Com a falência do banco de Bitcoin Mt. Gox, mais de 400 de seus clientes expressaram interesse em entrar com um processo coletivo contra a empresa-mãe e seu dono, Mark Karpeles. A Mt. Gox era o maior mercado de Bitcoins do mundo e, embora o funcionamento da criptomoeda ainda seja incompreensível para várias pessoas, seu valor é real. Os prejuízos com a falência do Mt. Gox são estimados em US$ 480 milhões.
As acusações de fraude e negligência são justificadas, mas um processo talvez não seja a melhor forma de chegarmos a uma solução justa na economia desregulamentada da internet. É estranho que os membros da comunidade Bitcoin, muitos deles contrários à intervenção governamental sobre a oferta monetária, estejam tão dispostos a apelar para sistemas jurídicos estatais quando a situação se complica. Um processo certamente abriria as portas para que os legisladores complicassem ainda mais o uso do Bitcoin e de criptomoedas similares.

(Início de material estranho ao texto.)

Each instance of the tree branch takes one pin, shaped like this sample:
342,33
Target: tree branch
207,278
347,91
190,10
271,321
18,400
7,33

O ativista político americano Samuel Edward Konkin III popularizou a expressão “contraeconomia” para descrever todas as transações voluntárias que ocorrem fora do mercado regulamentado pelo governo. O Bitcoin, e as criptomoedas de forma geral, desempenham um papel importante na contraeconomia ao tornarem desnecessário o uso da moeda fiduciária estatal. Contudo, para que a contraeconomia seja sustentável, é necessário integrar sistemas legais não-estatais à sua estrutura geral. Ao invés de recorrer ao estado quando as coisas dão errado, esta oportunidade deve ser utilizada para discutir e desenvolver sistemas em que empresas contraeconômicas possam ser penalizadas por suas ações.
Um exemplo de regulamentação dentro da contraeconomia vem da comunidade em volta do Silk Road, um mercado online baseado em Bitcoins que serve principalmente para a compra e venda de drogas ilegais. Alguns de seus usuários — de um grupo chamado LSD Avengers — fez uma análise química do ácido que compraram para testar se era genuinamente LSD, dando aos outros usuários um padrão de segurança segundo o qual as drogas poderiam ser compradas e consumidas de forma segura. Isso ilustra como um mercado negro pode se auto-regulamentar sem recorrer à imposição de agências burocráticas como a Food and Drug Administration (agência do governo americano equivalente à Anvisa no Brasil).
O próprio Bitcoin desempenha um papel libertação em países como a Ucrânia e o Irã, já que disponibiliza um sistema de pagamentos independente do envolvimento e das diretrizes governamentais estipuladas pelos bancos centrais. É plausível que, se o destino do Mt. Gox fosse colocado nas mãos dos tribunais, regulamentações provavelmente se seguiriam. As regulamentações poderiam até satisfazer nossa necessidade ocidental de ter uma ilusão de segurança, mas prejudicariam a liberdade econômica em países cujos povos que tiveram menos sorte que os do Ocidente. Isso diminuiria o potencial revolucionário das moedas digitais.
Atualmente, não há sistema através do qual os mercados de Bitcoin possam ser punidos por suas ações. Recorrer ao estado, de fato, pode ser o único jeito pelo qual os clientes do Mt. Gox possam receber suas restituições devidas. O que se deve lembrar é que essa opção está longe de ser a melhor. Discussões maiores sobre a regulamentação de criptomoedas não são difíceis de prever e parecem até mesmo inevitáveis. No futuro, a contraeconomia digital terá que encontrar maneiras de se auto-regular. Os meios engenhosos pelos quais nós regulamos nossas economias digitais podem nos levar a maneiras de regular também nossas comunidades “analógicas”. Um dia, chegaremos num ponto em que a regulamentação dos mercados será coisa do passado e a contraeconomia, com seus mecanismos de auto-regulação, a substituirá completamente.